= Teretia Teinaki =

Cook Islands footballer (born 2002)

Teretia Teinaki (born 23 January 2002) is a Cook Islands footballer who plays as a defender. She has represented the Cook Islands internationally as part of the Cook Islands women's national football team. In 2021 she was selected as one of the Oceania Football Confederation's women's football ambassadors.

== Career ==
Teinaki was born on Rarotonga in the Cook Islands and started playing football at the age of 10 whilst at school. After initially starting playing for Takuvaine F.C., she joined Tupapa Maraerenga F.C. in 2018. When she moved to New Zealand to study at Auckland University of Technology, she joined Manukau United FC.

In 2017 she was selected for the Cook Islands women's national under-17 football team for the 2017 OFC U-16 Women's Championship. She was selected for the Cook Islands women's national football team as part of the team for the 2018 OFC Women's Nations Cup. She was selected again for the 2019 Pacific Games squad, and for the team for the 2022 OFC Women's Nations Cup.

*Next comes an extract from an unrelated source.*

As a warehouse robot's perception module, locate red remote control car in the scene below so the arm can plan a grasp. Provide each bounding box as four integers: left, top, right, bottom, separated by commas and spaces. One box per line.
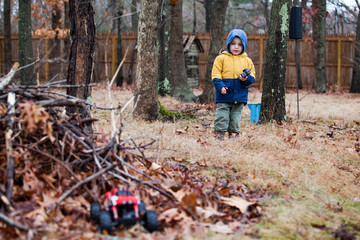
90, 188, 158, 233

In 2024, she joined the Cook Islands Football Association as an administrator to work in developing women's football throughout the territory. In 2025, Teinaki alongside the CIFA's grassroots development officer, Penina Katuke, were selected to represent the Cook Islands in order to study for the Oceanian Football Confederation's Player Development Diploma Programme. Teinaki did this but setting up and running the Cook Islands' first futsal league as well as aiming to start their first walking futsal league.